This entry deals with text type in terms of division into descriptive, narrative, expository, directive and argumentative text types. For an entry dealing with text types used in ELT - simplified, authentic and lexically enhanced texts - see Text Types (1)
Texts can be divided into five basic types, each with a different purpose :
1. Descriptive text
Descriptive text literally describes what people, places etc are like. The language used appeals to the readers senses (creating a mental picture what things look, feel, smell, taste, sound like) and its main features are :
- use of adjectives and adverbs of manner
- use of comparison, metaphor and simile
it would be found in genres such as travel guides, and novels.
Example : Brooks, T. (2011) The Measure of the Magic, Random House
Humming tunelessly, the ragpicker walked the barren empty wasteland in the aftermath of a rainstorm. The skies were still dark with clouds and the earth was sodden and slick with surface water...
2. Narrative Text
Narrative text recounts events. Typical features are :
- A structure which typically divides into : a) Setting (introduction of characters, places and other background details); b) Complication (a problem faced by the characters); c) Resolution - what happens in the end
- The use of past verb forms (though see also the use of the "historic" present in narrative genres such as anecdotes) and dynamic verbs describing actions.
- Time adverbials and sequencers to show the chronological relationship of the events
- The use of both direct and indirect speech - predominantly direct speech in some narrative genres, such as novels, and a mix of both in others such as news articles.
"I have to work," he replied. "But you're right, I am tired."
Then there was a moment of sadness. they talked about granher. They said goodbye, and he watched her vanish through the glass doors that slid open and closed behind her.
3. Expository text
Expository text is factual in content and aims to provide information on a specific topic. Examples include textbooks, glossaries (like this one!), and articles in professional journals - eg English Language Teaching Journal - and popular publications such as National Geographic or Scientific American. Typical features include :
- Layout - use of headings and subheadings; connected text divided into fairly long paragraphs; inclusion of visual information - diagrams, graphs, tables, photographs etc; provision of an index in books.
- Citations and references to the work of other authors and researchers.
- Lexis, often including technical terminology, related to the specific topic being discussed
- A high proportion of stative verbs - eg include above.
- Impersonal style, using eg passive verbs, avoiding reference to the writer etc.
Example : McKenna, E (1987) Psychology in Business Lawence Erlbaum Associates Ltd
In social control the influence is exercised from above on a vertical basis, rather than on a horizontal basis as in social comparison. Experiments on obedience to authority, such as the famous study by Millgram, have shown that a significant number of people are prepared to inflict pain on others because an authority figure instructs them to do so.

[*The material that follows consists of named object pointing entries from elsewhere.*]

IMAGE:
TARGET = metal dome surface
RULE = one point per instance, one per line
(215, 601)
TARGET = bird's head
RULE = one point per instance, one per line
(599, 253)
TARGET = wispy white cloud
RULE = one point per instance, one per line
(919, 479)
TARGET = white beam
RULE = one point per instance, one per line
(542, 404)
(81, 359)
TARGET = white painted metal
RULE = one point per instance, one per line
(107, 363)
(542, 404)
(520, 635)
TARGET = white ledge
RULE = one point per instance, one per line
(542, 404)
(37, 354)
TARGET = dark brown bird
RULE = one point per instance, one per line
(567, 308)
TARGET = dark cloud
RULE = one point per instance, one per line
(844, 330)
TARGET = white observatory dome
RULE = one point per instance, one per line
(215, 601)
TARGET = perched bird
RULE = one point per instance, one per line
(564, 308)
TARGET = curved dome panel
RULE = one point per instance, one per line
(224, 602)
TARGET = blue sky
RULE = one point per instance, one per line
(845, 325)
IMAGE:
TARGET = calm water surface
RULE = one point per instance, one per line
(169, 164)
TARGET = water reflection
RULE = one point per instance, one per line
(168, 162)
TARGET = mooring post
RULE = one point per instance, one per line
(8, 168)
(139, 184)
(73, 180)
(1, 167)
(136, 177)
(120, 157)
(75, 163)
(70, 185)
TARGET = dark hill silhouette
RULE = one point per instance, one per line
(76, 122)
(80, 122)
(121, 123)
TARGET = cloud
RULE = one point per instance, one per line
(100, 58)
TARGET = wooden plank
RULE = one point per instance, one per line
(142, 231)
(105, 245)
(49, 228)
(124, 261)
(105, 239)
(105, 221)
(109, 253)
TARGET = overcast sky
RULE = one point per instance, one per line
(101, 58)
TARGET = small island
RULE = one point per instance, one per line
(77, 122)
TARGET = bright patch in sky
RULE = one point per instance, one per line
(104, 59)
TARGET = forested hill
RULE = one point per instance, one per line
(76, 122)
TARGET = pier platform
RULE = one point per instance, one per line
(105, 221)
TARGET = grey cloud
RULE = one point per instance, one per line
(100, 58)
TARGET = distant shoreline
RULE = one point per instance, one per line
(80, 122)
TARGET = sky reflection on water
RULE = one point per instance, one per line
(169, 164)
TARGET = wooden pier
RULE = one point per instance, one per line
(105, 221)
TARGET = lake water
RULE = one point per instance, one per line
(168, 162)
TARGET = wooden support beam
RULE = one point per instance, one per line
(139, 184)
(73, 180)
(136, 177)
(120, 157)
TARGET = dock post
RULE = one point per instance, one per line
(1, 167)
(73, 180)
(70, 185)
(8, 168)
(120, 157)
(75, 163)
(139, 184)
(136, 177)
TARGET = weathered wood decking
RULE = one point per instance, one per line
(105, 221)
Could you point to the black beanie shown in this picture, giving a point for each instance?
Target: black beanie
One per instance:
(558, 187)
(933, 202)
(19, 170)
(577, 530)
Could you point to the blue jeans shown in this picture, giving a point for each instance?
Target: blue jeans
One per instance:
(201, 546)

4. Procedural (or Directive)
Procedural text explains "how to" do something - ie it details the steps in a procedure. A typical examples of a genre using procedural text would be a recipe or entry in a DIY manual. It may start with a list of materials and/or tools needed, and the the steps would most likely be divided into numbered points or bullet points. Other typical features include :
- the use of the imperative and/or the simple present or modal verbs with the second person pronoun you
- adverbs of manner to modify those verbs.
- a high proportion of lexis in the specific lexical field of the topic
- time adverbials, including adverbial clauses
- sequencing expressions
For an example of a recipe see here , and for an example of a procedural text from a gardening website explaining how to take dahlia cuttings, see here
5. Persuasive (or Argumentative)
Persuasive text covers a wide range of genres from advertisements to political speeches. common features include :
- the use of vocabulary with emotional connotations - positive to "sell" the writer/speaker's product or idea, and negative to describe any opposing ideas.
- Rhetorical devices such as repetition, tricolons, parallel syntax and metaphor
For examples, see eg Martin Luther King's I have a dream speech
NB : Text types should not be confused with genre types. Few genres use one text type only. For example :
- An article in a gardening magazine may contain features of both expository text (factual information on a plant) and procedural texts (advice on how to grow it)
- Fictional genres - novels, short stories, fairytales etc - will combine features of both narrative (what happened) and descriptive (what places, people etc looked like) text.
- History textbooks will combine features of narrative texts (the events), and expository texts (other factual information such as who was involved, the reasons for the event etc)
- Advertisements will often include a large amount of descriptive text, focusing on the advantages of the product, to achieve their main purpose, which is persuasive.
- Business reports may combine elements of narrative texts (eg what has happened to sales in the recent past) with elements of persuasive text eg when passing to the recommendations being made.